Detailed insight into friction: how objects start to slide
A collaboration of chemists and physicists have shed light on a crucial aspect of friction: how things begin to slide. Using fluorescence microscopy and dedicated fluorescent molecules, they were able to pinpoint how and when friction at the contact between two objects is overcome and when sliding starts to occur. The researchers from the University of Amsterdam, research institute ARCNL and the University of Twente report on the details of this important transition from static to dynamic friction in The Journal of Physical Chemistry Letters.

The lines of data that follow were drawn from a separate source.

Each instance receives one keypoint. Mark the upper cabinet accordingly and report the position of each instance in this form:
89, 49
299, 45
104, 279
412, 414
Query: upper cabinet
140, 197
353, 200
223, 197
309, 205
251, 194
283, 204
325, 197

Friction is responsible for an estimated 25% of the world energy consumption. One of the key questions for the stability of many systems is how and when objects start to slide with respect to each other; think of earthquakes or your feet on the ground. When two objects touch, the contact area is formed by the many microscopic protrusions of the two interfaces that touch and interlock. Application of a shear force makes the objects slide along each other, breaking these initial contacts.

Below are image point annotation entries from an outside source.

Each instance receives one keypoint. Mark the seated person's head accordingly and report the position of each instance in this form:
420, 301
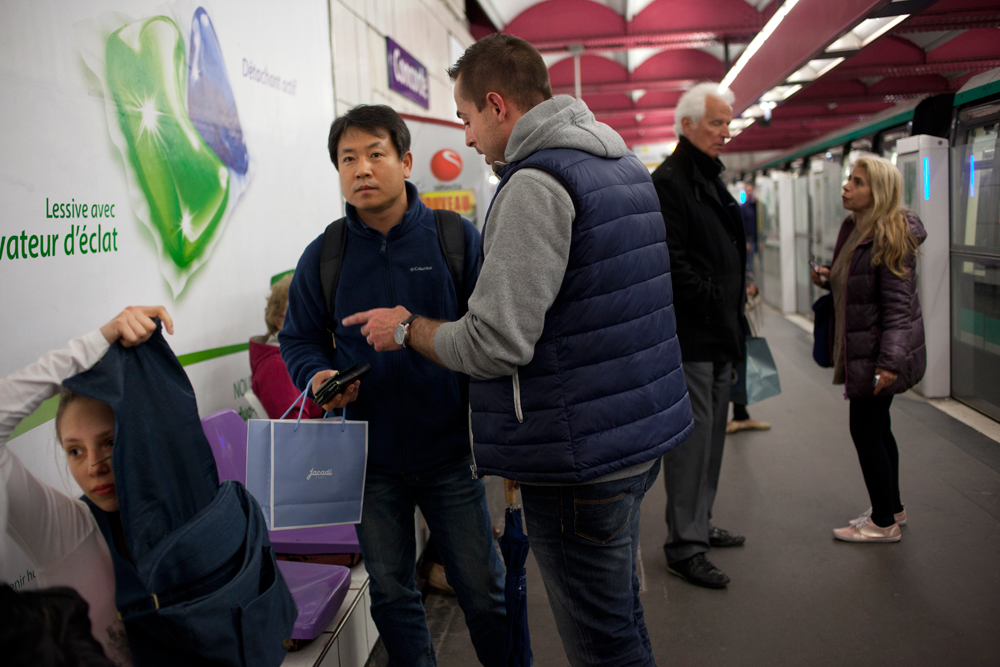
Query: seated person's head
277, 304
85, 428
370, 147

Investigation of friction phenomena using fluorescence microscopy from Universiteit van Amsterdam on Vimeo. This video captures the transition from static to dynamic friction which marks the onset of movement. Dark colors represent regions of contact where the shearing force is too small to overcome the friction force. In the light regions, the movement starts at the micro-scale until the entire object begins to slide.

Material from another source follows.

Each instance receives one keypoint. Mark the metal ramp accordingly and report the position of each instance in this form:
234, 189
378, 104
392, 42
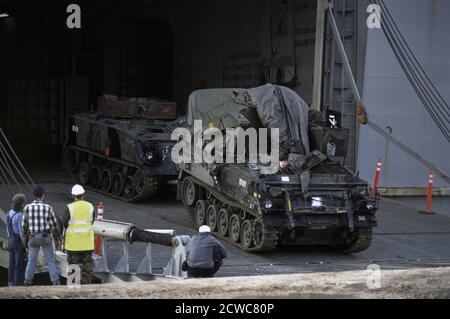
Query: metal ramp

Dragging a sphere over a glass surface
In the paper just published the researchers report on experiments in which a sphere is dragged over a glass surface. The glass surface has been decorated with a special type of molecule (fluorogenic mechanophores) that start to emit light (fluorescence) when under the stress of the shearing force. The moment this force disappears, the molecules return to their stable, non-fluorescent form. This allows to directly visualize and quantify the microscopic shear force down to the microscopic roughness level, and establish how it evolves during the transition from the static to the moving state. The researchers find, among other things, that just before sliding occurs, a slip wave propagates from the edge toward the center of the macroscopic contact area. This allows for a quantitative and microscopic local understanding of how surfaces start to slide.
Reference
Chao-Chun Hsu, Feng-Chun Hsia, Bart Weber, Matthijn B. de Rooij, Daniel Bonn, and Albert M. Brouwer, Local Shearing Force Measurement during Frictional Sliding Using Fluorogenic Mechanophores, J. Phys. Chem. Lett, 13, 8840−8844 (2022).
DOI: 10.1021/acs.jpclett.2c02010